Das Stapeln war erst der letzte Akt der Holzbeschaffung. Nachdem der grosse Bruder die Bäume oder Hecken mit der Motorsäge gefällt hatte, waren alle Hände, Arme und Beine gefragt, um das Holz zum landwirtschaftlichen Transportfahrzeug, unserem Schilter, zu bringen. Die Grossen und Starken widmeten sich den Stämmen sowie den dicken Ästen, wir Kinder der «Schmalware», also den kleineren, leichteren Ästen. Es erforderte von uns Ausdauer, immer wieder den steilen Hang hochzukraxeln, einen Armvoll Äste kraftvoll zu umfassen und das Bündel runter zu schleifen. Zu Hause musste das Holz zersägt, danach zum Teil gespalten werden, bevor es zum ordentlichen Lagern kam. So richtig Freude machte das Holz mit seiner Wärme dann, wenn wir im Winter nach dem Skifahren die kalten Füsse auf dem Ofenbänkli wärmen konnten. Oder wenn wir eine auf der Gabel aufgesteckte Brotscheibe an der Glut im Feuerherd knusprig braten durften. Auch den wärmenden «Chriesimaa» im kalten Bett wusste ich sehr zu schätzen.

Was auf dem Ofenbänkli romantisch endete, musste vorab schwer verdient sein. Viel lieber hätte ich mich nämlich beim Holzen aus dem Staub gemacht, um im Wald oder am Bach meinen Fantasien nachzugehen. Ganz ungefährlich war das Holzen auch nicht. Ich erinnere mich lebhaft an einen Zwischenfall. Die Kette zur Sicherung der Ladung traf meine jüngere Schwester, die etwas zu dicht am Fahrzeug stand, am Kopf. Die Platzwunde im Haarschopf war klein, trotzdem strömte unglaublich viel Blut.

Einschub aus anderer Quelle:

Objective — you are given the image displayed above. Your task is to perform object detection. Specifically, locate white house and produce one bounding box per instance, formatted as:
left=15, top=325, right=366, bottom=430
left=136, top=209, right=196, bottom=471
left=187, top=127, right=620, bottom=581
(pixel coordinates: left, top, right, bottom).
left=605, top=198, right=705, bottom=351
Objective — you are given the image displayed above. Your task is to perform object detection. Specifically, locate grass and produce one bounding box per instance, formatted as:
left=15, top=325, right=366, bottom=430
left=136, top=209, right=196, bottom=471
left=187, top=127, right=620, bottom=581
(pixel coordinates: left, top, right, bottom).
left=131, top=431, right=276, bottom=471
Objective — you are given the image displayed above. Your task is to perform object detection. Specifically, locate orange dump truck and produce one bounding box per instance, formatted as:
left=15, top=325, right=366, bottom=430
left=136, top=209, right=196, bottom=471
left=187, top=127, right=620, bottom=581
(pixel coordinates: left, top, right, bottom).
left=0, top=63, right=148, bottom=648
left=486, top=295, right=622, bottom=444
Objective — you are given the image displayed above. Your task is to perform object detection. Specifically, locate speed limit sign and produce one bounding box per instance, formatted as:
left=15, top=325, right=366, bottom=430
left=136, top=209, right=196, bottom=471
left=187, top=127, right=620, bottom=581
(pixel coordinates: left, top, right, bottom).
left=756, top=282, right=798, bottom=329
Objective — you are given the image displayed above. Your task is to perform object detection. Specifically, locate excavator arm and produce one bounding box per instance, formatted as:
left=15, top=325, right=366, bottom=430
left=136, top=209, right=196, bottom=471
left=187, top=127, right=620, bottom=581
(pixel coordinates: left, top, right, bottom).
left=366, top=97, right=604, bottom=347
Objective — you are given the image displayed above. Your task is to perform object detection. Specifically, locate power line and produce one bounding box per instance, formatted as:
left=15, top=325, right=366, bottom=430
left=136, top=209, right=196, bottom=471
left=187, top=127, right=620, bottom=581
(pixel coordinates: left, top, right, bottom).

Nun zu behaupten, dass Blut an unserem Brennstoff klebte, wäre doch etwas übertrieben. Dass aber an verschiedenen Energieträgern, die Herr und Frau Schweizer bequem (und anhin zu günstig) vom Ausland beziehen, Blut klebt, ist in den letzten Wochen sowohl der Politik wie auch vielen Konsumentinnen sowie Konsumenten bewusst geworden. Die Schweiz bezieht fast die Hälfte des Erdgases aus Russland, ebenso zirka ein Viertel des aus der EU importierten Benzins oder Diesels. Zudem stammt Uran für mehrere Schweizer Atomkraftwerke aus diesem Land. Umgekehrt fliesst Geld nach Russland. Putin finanziert damit seinen unfassbaren Krieg. Ein Umdenken findet statt – aber immer noch zu langsam. Ich meinti: Schon vor Jahrzehnten hätte die Schweiz auf einheimische, erneuerbare Energie umsteigen sollen. Zum Argument des Klimaschutzes gesellt sich jetzt die Abhängigkeit von Russlands Energieträgern.

Beim nochmaligen Wintereinbruch der letzten Woche war ich einmal mehr dankbar, dass wir in unserem Haus nicht von ausländischem Heizöl oder Gas abhängig sind. Ich freute mich mit gutem Gewissen über das Ofenbänkli, den wärmenden «Chriesimaa» und die Käserösti vom Holzherd.